Daarna hebben we denkbare carrièrepaden opgesteld voor de doelgroepen. Iemand met autisme kan op vele niveaus analytische werkzaamheden verrichten, maar is in de meeste gevallen niet de ideale kandidaat voor een leidinggevende rol.
Dat is voor ons goed om te weten en helpt in de communicatie met kandidaten. Uiteraard blijft het maatwerk en kan iemand met autisme die wel geschikt blijkt ook manager worden.
Wervingsprofielen opstellen
Op basis van de doelgroepen en de functieanalyses zijn wervingsprofielen opgesteld. Onze voorkeur gaat uit naar het openstellen van bestaande functie boven het creëren van aparte werkzaamheden voor de doelgroep. De kernactiviteiten moeten mensen uit kunnen voeren, daaromheen kan de functie worden aangepast aan de beperkingen.
ING rapporteert over het percentage mensen met een arbeidsbeperking in brede zin en hanteert niet de smalle definitie van ed doelgroep die valt binnen de Participatiewet en die meetelt voor de Quotumwet.
Drie verschillende pilots op drie afdelingen
We hebben nu vijftien werknemers met een beperking in drie verschillende pilotomgevingen. Het callcenter, de stafafdeling en de IT-omgeving. De keuze voor deze afdelingen is gebaseerd op de resultaten van de functieanalyse en de uitkomsten van het onderzoek naar draagvlak onder personeel.
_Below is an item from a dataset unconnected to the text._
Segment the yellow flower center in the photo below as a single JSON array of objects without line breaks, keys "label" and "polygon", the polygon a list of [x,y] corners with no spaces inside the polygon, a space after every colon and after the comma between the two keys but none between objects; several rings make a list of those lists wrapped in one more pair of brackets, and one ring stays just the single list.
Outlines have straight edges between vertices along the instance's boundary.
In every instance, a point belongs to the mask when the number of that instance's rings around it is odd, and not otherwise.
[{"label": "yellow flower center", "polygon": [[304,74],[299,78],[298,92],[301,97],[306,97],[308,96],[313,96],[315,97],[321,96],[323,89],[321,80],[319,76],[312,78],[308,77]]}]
Het draagvlak ligt al vrij hoog, rond de 80%. De resultaten willen we per afdeling vergelijken om te zien waar vooral de mogelijkheden liggen bij bredere implementatie.
Werving en contract
Randstad Participatie verzorgt de werving voor de pilots. Een bepaald percentage van de mensen met een arbeidsbeperking moet ook vallen onder de doelgroep van de Participatiewet. Daarvoor carven we banen voor hoger opgeleide werkzoekenden met een arbeidsbeperking die binnen de Participatiewet vallen.
Het contracteren verloopt via het reguliere proces: een tijdelijk contract van een jaar met uitzicht op vast. Als de betreffende afdeling met detachering werkt, dan geldt het ook voor deze doelgroep.
Eerste ervaringen zijn positief
We krijgen steeds meer oog voor de talenten van mensen met een arbeidsbeperking en weten de plekken te vinden waar hun talenten het meest tot hun recht komen. Ze draaien gewoon mee, net als ieder ander zijn ze een volwaardig lid van het team. Managers ,die meerdere gesprekken gevoerd hebben, zijn gegroeid in de gespreksvoering. Talentvolle mensen met een beperking krijgen een kans, waardoor we bijdragen aan de oplossing van het maatschappelijke issue.
Evaluatiefase, blijven verbeteren en opschakelen
In de loop van 2015 bepalen we of we op de goede weg zitten om onze doelstelling te behalen: het voldoen aan de in het Sociaal akkoord vastgelegde normen. Waar nodig kunnen we dan nog bijstellen. Het is per slot van rekening een leertraject, waarbij we veel ervaringen uitwisselen met andere organisaties. Denk bijvoorbeeld aan Ambitie van Zuid, een samenwerkingsverband van zo’n 35 bedrijven in en rond Amsterdam.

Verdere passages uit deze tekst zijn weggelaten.